En 2017, lorsqu’il finalise l’appel d’offres pour 40 rames de trains régionaux, il insiste auprès de Bombardier pour qu’il fasse travailler l’entreprise euroise. Le constructeur, racheté depuis par Alstom, hésite. L’élu ne lâche pas : « J’avais bien conscience que Compin n’était pas forcément le modèle de l’usine 4.0. Mais justement, ce contrat devait encourager les investissements à Evreux. » Il n’en sera rien. Trois ans plus tard, la livraison des trains normands prend du retard. Hervé Morin demande une explication : Bombardier se défausse sur son fournisseur de sièges.

« Nouvelle usine en Pologne »

« Nous étions au Havre, dans les locaux de la SNCF, se souvient le président de région. Et je suis tombé de ma chaise quand les dirigeants de Compin m’ont expliqué que le retard provenait de problèmes de process dans leur nouvelle usine en Pologne. J’étais cocu. » Depuis, personne n’a réussi à inverser la tendance, pas même la banque publique d’investissement Bpifrance, pourtant actionnaire de l’entreprise à hauteur de 8,5 % du capital, ni la SNCF, premier client, ou Alstom, qui s’en lave les mains.

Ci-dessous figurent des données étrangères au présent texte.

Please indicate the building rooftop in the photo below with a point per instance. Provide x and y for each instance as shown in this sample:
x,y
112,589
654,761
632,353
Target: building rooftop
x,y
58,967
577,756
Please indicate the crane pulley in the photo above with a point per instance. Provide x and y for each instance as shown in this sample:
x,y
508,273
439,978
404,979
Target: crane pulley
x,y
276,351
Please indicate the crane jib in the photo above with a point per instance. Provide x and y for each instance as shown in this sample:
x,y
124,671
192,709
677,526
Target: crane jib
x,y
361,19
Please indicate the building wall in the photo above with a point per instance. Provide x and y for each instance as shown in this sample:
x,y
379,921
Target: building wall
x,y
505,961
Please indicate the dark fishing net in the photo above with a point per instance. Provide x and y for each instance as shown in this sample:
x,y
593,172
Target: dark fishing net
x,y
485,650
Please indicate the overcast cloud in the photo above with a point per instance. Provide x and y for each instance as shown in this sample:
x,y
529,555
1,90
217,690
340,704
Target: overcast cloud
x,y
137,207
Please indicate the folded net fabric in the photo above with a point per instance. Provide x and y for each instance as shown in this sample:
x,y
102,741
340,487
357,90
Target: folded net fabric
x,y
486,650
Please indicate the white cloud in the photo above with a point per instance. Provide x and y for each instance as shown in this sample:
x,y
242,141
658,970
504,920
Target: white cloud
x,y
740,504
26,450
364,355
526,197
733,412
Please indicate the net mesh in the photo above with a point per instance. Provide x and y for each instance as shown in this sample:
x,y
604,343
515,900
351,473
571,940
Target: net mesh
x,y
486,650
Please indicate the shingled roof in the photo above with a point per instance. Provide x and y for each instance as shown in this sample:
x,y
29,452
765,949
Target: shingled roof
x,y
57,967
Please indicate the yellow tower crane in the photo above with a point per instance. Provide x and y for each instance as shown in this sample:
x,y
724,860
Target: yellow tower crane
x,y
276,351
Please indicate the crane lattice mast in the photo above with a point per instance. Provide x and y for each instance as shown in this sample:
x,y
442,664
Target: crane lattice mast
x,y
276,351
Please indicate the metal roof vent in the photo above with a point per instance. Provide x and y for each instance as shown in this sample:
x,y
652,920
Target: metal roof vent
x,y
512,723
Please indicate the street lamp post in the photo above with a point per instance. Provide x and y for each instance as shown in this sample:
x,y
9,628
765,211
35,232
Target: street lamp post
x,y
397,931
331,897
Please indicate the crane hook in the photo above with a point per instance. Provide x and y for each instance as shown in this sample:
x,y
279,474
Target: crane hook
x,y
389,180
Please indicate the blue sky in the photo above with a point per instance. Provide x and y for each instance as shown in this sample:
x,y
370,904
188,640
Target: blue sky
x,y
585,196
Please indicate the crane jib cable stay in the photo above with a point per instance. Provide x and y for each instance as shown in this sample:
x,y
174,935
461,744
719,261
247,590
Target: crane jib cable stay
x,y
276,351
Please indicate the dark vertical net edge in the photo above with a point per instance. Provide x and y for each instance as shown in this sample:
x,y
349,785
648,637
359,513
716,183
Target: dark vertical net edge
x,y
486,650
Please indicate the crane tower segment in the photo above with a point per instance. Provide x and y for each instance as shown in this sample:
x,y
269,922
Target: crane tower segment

Et certainement pas le fonds d’investissement Equistone, qui est entré au capital de l’entreprise en 2009 et ne parvient pas à rentabiliser son investissement. Les salariés, eux, assistent impuissants à la « purge » de leur activité depuis plusieurs années. « Les Polonais sont venus se former à Evreux, et un de nos chefs d’équipe à la production était encore en Pologne avant l’été », explique un élu CGT, qui demande que son nom ne soit pas cité « pour pouvoir retravailler après Compin ».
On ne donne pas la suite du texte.